この人は、こうして集中することが好きなんじゃないか?そんな風に思えたのです。


実は私も、集中している時間が好きです。

勝田車両センターにいた時、暖房回路の継電器が「突撃電流」で壊れない様にサージと呼ばれる吸収装置取り付けの作業がありました。

イメージ的には「時限爆弾の処理」の様に、他の線を切ったり、ビスを落としたりしたらアウト!みたいな改修工事でした。

そのメンバーに選んでもらい、動労水戸のベテランの仲間たちに基本を教えてもらいながらやりました。

仲間と一緒に、集中できる仕事につけたことに充実感がありました。今でも、忘れない思い出です。

集中することが好きって、夢中とはちょっと違うと思います。我を忘れるのではなく、自分が集中する。



好きだった音楽ネタですが、レッド・ツェッペリンの「プレゼンス」と言うアルバムです。


その中の「アキレス最後の戦い」を聞く時も集中します。

各パートが打ち出す音とリズムの存在感に圧倒されます。美しいとも違う。ブレヒトの詩にヒントを得たと言う歌詞も難解過ぎます。

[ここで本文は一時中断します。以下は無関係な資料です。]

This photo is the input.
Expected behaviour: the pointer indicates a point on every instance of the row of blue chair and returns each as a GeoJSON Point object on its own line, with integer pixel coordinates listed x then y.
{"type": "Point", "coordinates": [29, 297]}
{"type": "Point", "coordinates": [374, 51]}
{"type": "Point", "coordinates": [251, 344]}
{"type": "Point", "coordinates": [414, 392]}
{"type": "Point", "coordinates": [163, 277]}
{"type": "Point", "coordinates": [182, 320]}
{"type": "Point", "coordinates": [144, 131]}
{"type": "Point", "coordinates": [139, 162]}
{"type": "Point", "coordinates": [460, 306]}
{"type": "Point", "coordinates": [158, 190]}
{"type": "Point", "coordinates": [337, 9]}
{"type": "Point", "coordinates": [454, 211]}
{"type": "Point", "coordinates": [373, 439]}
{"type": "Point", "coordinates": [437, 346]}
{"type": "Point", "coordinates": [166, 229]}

このバンドが好きな人には叱られそうですが、一人一人は変人だけどグループになって凄い世界を生み出している。そんな感じがするのです。



好きでよく聞いたバンドでした。


ところで「プレゼンス」って生きていること、存在ですね。「プレゼント」は、贈与。同じ語源です。生きていることに感謝して贈るのがプレゼント。

軽く考えがちですが、プレゼントって「あなたがいるから私がいる。」ことへの深い感謝なんですね。

存在すること自体の素晴らしさへの感謝です。

そう、好きな人(異性とは限りません)に「いてくれてありがとうございます」ってプレゼントできるのは、実は素晴らしいことなんです。

だから大切な人へのプレゼントを選ぶことも、大事な時間として集中してしまうのだと思います。